The Presidium Commons also has a special promotion running, Blasto 6: Partners in Crime has audio excerpts available for your listening pleasure - the producer is even donating a portion of the proceeds to the Citadel's military defense fund. Got a thing for buddy-cop movies? Badassfully: we bet you've never seen an Elcor in action like this.
We should warn you that you're not the only one flocking to the Citadel for safety, so refugee camps are common. We assure all of your relocation requests are being given top priority during this nightmare, but we've provided emergency housing in the docks holding area. Perhaps this is your chance to do some good and help out those who are separated from their loved ones. You might even find a bustling game of poker -- just don't bet the last of your money against James Vega. We're not sure how he always manages to win, but we're starting to guess this pile of muscles is actually smarter than he lets on.
Since the universe's situation is so dire, there's also a Memorial Wall, inundated with pictures of those lost, to pay respect to those who have perished. Merely being around this wall will shower you with support from others going through the same situation as you. So much inspiration has been lifted from this wall that we even have a tattoo artist on standby in case you have the urge to permanently make a statement.
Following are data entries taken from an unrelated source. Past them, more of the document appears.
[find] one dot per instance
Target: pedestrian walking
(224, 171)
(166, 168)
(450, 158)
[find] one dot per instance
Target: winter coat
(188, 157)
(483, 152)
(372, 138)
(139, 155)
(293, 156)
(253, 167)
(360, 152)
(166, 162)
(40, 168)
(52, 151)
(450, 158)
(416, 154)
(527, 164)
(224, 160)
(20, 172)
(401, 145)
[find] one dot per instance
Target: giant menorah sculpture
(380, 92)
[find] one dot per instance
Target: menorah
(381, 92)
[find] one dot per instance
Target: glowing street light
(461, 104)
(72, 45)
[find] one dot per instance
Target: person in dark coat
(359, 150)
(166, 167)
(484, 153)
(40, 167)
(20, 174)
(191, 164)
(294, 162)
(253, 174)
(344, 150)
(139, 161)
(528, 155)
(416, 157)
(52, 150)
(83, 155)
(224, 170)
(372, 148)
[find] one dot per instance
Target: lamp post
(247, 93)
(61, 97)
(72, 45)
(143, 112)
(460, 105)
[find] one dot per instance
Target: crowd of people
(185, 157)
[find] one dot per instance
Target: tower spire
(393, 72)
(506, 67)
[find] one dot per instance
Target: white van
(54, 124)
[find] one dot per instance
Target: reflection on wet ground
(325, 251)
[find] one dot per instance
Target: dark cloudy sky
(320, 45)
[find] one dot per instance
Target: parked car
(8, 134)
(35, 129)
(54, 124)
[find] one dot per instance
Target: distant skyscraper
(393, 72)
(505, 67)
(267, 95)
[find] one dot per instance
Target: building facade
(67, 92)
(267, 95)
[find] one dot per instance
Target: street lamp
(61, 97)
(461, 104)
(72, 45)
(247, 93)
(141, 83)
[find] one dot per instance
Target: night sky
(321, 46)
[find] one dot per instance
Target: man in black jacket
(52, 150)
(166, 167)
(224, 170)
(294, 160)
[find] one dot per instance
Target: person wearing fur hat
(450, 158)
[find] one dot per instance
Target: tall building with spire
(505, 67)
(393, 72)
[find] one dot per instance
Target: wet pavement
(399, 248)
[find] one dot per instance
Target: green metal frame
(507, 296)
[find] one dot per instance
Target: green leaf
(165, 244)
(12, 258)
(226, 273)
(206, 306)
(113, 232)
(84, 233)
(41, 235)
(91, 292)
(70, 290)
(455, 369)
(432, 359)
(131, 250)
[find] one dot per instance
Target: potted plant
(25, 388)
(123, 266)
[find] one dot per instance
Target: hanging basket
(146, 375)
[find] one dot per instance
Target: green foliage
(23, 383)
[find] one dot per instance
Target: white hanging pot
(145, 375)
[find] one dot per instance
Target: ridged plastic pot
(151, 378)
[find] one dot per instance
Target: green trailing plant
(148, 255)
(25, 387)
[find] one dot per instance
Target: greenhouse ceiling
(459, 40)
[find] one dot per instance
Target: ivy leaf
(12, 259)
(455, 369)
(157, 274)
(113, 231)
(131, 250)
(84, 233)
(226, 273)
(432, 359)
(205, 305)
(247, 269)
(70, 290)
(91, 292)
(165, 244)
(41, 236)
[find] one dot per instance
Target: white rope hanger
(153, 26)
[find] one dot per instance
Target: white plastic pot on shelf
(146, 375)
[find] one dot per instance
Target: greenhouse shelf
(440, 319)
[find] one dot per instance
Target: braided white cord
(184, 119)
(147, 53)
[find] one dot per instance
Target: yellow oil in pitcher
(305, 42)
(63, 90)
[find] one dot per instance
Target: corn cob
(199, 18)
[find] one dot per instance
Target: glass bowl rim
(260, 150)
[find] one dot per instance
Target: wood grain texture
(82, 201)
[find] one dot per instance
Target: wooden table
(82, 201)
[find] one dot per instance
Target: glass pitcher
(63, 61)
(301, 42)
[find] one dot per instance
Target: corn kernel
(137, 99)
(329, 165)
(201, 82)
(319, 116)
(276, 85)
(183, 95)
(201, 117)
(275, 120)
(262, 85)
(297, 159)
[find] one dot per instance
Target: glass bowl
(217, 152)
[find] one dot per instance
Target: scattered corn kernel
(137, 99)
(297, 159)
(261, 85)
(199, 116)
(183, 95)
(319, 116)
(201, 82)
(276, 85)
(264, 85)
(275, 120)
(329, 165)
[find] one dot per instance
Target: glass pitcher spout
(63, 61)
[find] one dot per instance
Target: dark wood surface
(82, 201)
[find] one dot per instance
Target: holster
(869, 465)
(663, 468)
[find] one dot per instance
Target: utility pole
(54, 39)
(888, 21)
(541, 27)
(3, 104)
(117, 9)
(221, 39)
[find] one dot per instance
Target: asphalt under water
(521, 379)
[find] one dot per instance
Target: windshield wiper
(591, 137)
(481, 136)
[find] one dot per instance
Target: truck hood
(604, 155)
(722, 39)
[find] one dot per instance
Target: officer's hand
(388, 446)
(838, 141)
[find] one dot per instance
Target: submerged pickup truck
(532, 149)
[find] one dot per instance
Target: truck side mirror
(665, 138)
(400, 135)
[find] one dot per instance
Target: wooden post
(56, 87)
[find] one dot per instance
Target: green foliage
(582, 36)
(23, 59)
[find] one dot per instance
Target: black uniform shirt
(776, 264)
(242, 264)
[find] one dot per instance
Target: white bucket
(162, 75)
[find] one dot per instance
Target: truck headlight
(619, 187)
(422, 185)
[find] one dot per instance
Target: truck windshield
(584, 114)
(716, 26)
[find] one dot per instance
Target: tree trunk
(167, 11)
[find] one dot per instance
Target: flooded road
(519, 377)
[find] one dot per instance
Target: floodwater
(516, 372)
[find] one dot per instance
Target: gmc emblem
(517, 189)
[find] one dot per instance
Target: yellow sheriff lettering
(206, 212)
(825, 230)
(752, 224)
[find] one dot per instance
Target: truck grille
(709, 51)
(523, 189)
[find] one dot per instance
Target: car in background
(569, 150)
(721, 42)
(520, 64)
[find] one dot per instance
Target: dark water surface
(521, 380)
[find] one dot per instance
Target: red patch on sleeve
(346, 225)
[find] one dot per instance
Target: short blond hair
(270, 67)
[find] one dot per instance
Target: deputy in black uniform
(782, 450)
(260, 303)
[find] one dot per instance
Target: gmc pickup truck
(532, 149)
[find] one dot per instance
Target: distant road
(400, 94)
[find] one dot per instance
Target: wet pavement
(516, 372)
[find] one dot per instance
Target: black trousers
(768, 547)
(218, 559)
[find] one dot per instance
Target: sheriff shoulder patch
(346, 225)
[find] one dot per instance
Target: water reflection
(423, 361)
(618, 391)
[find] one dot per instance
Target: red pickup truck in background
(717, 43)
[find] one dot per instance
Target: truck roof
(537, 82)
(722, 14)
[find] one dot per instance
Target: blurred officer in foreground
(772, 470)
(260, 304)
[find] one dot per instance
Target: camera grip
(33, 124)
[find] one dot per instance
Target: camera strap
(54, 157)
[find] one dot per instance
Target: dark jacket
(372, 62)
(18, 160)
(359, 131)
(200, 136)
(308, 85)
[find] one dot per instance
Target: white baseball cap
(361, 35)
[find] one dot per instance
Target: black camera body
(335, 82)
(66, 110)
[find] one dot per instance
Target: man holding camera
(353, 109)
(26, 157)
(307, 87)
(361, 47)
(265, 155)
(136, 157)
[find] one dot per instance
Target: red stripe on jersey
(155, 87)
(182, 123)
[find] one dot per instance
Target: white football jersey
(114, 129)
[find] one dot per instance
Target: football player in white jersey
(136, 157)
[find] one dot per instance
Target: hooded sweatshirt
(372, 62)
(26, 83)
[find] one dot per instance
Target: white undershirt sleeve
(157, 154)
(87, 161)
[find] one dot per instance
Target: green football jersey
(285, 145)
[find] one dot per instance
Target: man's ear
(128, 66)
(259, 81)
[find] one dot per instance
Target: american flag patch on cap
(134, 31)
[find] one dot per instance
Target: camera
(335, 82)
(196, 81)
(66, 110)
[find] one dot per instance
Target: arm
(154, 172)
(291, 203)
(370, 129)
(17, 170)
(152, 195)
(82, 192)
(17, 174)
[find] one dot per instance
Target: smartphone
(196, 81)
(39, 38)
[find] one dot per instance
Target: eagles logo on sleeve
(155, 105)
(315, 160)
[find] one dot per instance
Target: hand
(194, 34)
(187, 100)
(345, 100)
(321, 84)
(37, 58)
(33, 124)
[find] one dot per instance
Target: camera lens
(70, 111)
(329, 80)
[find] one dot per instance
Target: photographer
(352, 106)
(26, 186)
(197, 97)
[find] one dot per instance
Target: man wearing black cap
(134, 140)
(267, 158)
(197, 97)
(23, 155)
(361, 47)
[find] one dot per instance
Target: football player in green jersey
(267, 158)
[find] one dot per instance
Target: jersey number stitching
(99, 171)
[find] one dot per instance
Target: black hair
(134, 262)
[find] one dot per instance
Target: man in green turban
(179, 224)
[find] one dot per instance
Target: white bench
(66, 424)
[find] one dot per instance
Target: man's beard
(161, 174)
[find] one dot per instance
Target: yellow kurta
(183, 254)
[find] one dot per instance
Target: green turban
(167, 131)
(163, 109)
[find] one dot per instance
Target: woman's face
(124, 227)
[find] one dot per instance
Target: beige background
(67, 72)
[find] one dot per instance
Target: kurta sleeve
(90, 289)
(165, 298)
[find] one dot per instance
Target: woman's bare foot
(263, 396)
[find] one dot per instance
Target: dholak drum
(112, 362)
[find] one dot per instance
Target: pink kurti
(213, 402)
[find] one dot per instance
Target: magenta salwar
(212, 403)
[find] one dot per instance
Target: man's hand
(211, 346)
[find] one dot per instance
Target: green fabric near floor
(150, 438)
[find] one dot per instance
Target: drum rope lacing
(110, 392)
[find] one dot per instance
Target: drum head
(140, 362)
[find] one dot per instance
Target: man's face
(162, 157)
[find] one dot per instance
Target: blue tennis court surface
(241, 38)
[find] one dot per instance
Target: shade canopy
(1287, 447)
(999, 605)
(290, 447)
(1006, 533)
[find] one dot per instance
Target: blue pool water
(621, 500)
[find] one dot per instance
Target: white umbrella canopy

There is a travel warning for this area, though: due to the high volume of refugees, there's also an abundance of press coverage. However, security is friendly enough to look the other way in an instance where you might want to assault a reporter.
Maybe you just want to forget the Reapers. We've got the place for you, a super-chic VIP bar called Purgatory. In fact, it's so exclusive that the Citadel tourism board doesn't even recognize its existence. Hey, sometimes you just need to let your hair down, numb the pain with some booze, and dance the night away. The music is always deafeningly techno, and there have been many times when frequenters end up passed out drunk in the elevator - if that's not a sign of a good night, we don't know what is! Please refrain from laughing at Shepard's dance moves, though, you never know what mood you'll catch her in.
It's the end of the world as we know it, and don't you want to feel fine? The Citadel promises a safer venue, full of plenty to immerse you away from it all. Note that life rarely gives us happy endings when facing a war, especially against indestructible, menacing machines like the Reapers. Therefore, there are no refunds if you don't like the way this journey ends ... but we do promise this trip will be memorable.